Rituximab with BEAM Conditioning Prior to Auto-HCT for DLBCL not Recommended

In a large registry analysis of patients with diffuse large B-cell lymphoma (DLBCL) undergoing auto-HCT, published in Cancer, the addition of rituximab (Rituxan) to the BEAM (BCNU, etoposide, cytarabine, melphalan) conditioning regimen had no impact on transplantation outcomes. 

Additionally, older age, absence of complete response (CR) pre auto-HCT, and early chemoimmunotherapy failure were associated with inferior survival. Given these findings, routine use of rituximab with BEAM conditioning prior to auto-HCT for DLBCL is not recommended.

“In the modern era, where rituximab is an integral part of DLBCL therapy, both in the up-front and relapsed setting, additional rituximab exposure with the conditioning chemotherapy does not appear to impact transplantation outcomes,” the authors wrote. 

Using the Center for International Blood and Marrow Transplant Research (CIBMTR) registry, researchers assessed 862 adult DLBCL patients undergoing auto-HCT between 2003 and 2017 using BEAM conditioning regimen. The cohort was divided into 2 groups, with 667 patients only using the BEAM conditioning regimen and the remaining 195 receiving rituximab in addition to BEAM (R-BEAM).

On multivariate analysis, no significant difference was observed in overall survival (OS; P = 0.83) or progression-free survival (PFS; P = 0.61) across the 2 cohorts. The 4-year OS was 61% (95% CI, 57%-65%) in the BEAM cohort compared to 58% (95% CI, 51%-65%) in the R-BEAM group (P = 0.77). Moreover, the 4-year PFS in the BEAM group was 47% (95% CI, 43%-51%) compared to 48% (95% CI, 41%-56%) in the R-BEAM group.

No significant association between the use of rituximab and risk of relapse (P = 0.15) or non-relapse mortality (P = 0.12) was seen. Institutional practice varies in regard to rituximab dose intensity and administration schedule in auto-HCT conditioning according to the researchers. Though it is plausible that higher rituximab doses intensity may improve auto-HCT outcomes, patients who received a higher dose of rituximab (>375 mg/m²) in this study had a similar relapse rate and survival compared with patients receiving the standard 375 mg/m² dose. 

“In the contemporary era, the benefit of combining an anti-CD20 monoclonal antibody with auto-HCT conditioning regiments is yet to be determined,” the authors wrote. “Prospective data incorporating rituximab with conditioning regimens are from nonrandomized studies or lack a BEAM-only comparative arm.”

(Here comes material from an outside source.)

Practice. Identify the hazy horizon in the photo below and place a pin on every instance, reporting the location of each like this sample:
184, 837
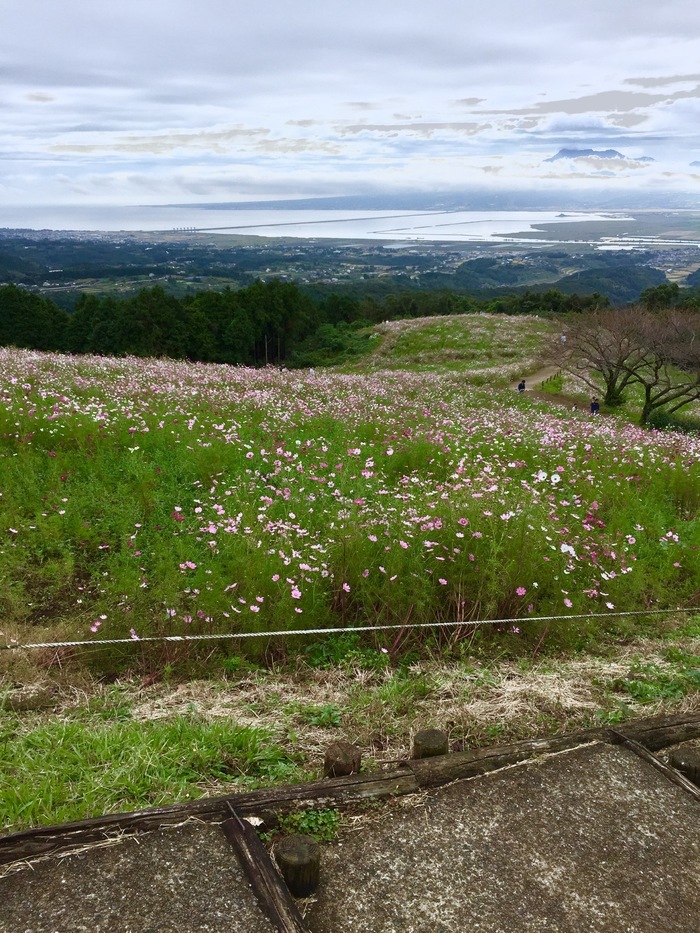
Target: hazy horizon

Variables that were independently associated with lower OS included older age at auto-HCT (P < 0.001), absence of CR at auto-HCT (P < 0.001) and early chemoimmunotherapy failure (P < 0.001). Older age (P < 0.0002) and non-CR pre-HCT (P < 0.0001) were also associated with inferior PFS. Notably, progressive disease was the major cause of death in 68% and 55% of patients in the BEAM and R-BEAM cohorts, respectively. Infection was found to be a contributing secondary cause of death in 5% of BEAM deaths and 6% of R-BEAM deaths. 

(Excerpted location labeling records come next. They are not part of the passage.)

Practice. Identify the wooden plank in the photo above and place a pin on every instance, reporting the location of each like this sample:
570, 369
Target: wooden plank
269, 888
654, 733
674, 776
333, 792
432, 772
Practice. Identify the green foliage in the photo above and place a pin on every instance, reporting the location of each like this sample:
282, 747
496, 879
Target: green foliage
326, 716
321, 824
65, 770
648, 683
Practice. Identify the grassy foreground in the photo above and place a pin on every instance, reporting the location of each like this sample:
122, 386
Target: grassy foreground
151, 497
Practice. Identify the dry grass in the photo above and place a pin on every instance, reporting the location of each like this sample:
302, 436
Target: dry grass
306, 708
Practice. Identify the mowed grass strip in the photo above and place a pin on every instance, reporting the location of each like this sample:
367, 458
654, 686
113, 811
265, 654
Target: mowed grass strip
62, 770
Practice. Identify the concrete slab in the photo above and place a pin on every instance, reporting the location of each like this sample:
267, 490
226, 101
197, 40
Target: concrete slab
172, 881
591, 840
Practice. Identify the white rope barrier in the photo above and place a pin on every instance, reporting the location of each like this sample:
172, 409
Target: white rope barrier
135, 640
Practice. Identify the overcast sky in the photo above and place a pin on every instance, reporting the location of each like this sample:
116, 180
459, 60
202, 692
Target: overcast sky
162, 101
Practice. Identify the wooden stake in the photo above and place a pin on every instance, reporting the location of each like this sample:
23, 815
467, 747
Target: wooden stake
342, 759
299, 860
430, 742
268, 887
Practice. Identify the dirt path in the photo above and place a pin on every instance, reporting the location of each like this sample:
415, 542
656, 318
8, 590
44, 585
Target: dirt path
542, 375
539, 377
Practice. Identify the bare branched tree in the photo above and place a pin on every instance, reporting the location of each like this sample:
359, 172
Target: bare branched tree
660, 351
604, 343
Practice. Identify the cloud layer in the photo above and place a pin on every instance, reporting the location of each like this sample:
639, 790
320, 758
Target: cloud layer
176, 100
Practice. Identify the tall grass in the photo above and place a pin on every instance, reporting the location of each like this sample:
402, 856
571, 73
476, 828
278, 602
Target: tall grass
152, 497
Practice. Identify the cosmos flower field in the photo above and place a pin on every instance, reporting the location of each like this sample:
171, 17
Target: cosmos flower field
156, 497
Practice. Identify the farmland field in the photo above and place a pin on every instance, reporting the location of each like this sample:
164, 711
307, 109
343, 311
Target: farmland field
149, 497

Previously conducted multicenter and single institution retrospective studies have validated early rituximab-based regimen failure as a negative predictor for transplantation outcomes. Moreover, researchers indicated that post-transplantation maintenance is another attractive treatment modality in the ongoing efforts to reduce post-HCT relapse. 

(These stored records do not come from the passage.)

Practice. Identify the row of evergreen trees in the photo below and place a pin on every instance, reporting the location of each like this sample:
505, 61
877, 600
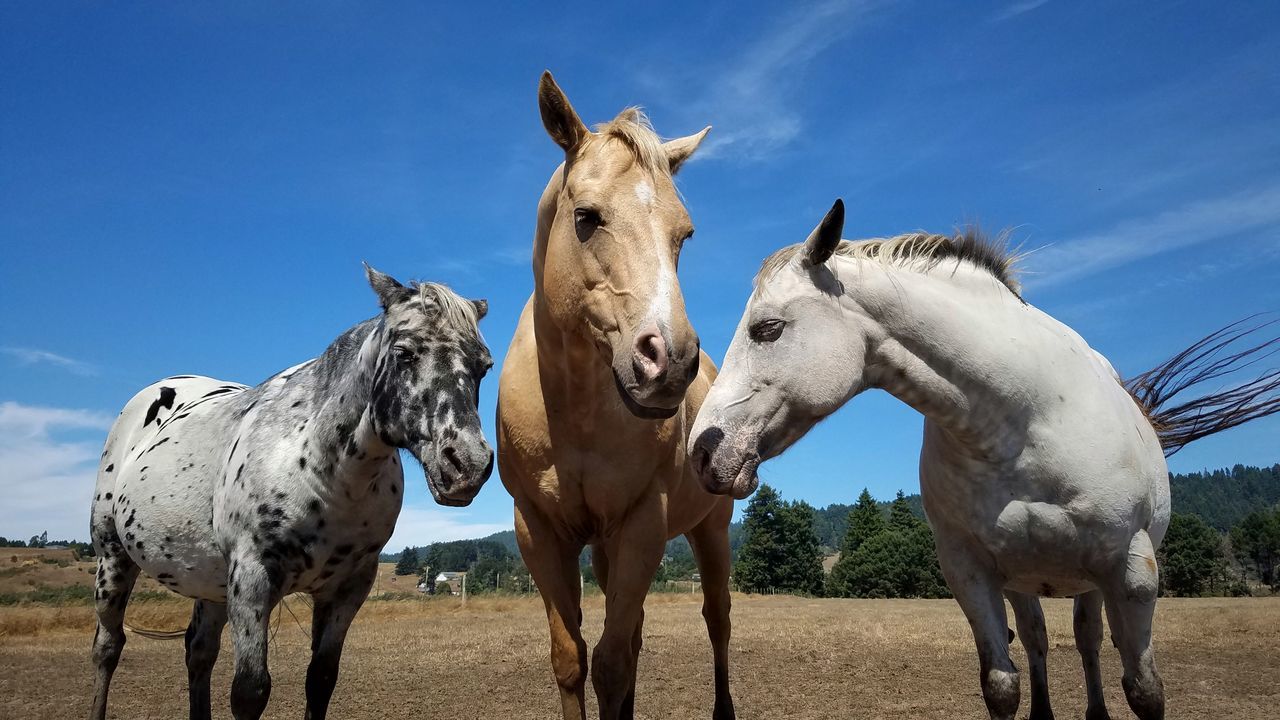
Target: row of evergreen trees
882, 555
891, 554
1196, 559
490, 566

“Due to lack of evidence, the (American Society for Blood and Marrow Transplantation), CIBMTR, and (European Society for Blood and Marrow Transplantation) joint consensus statement does not endorse post auto-HCT maintenance treatment in patients with DLBCL,” the authors wrote. “Results from the ongoing BMT CTN phase III randomized trial will address whether maintenance ibrutinib (Imbruvica) after auto-HCT can impact outcomes in nongerminal center DLBCL (NCT02443077).” 

Reference:

Jagadeesh D, Majhail NS, He Y, et al. Outcomes of Rituximab-BEAM Versus BEAM Conditioning Regimen in Patients With Diffuse Large B Cell Lymphoma Undergoing Autologous Transplantation. Cancer. doi:10.1002/cncr.32752.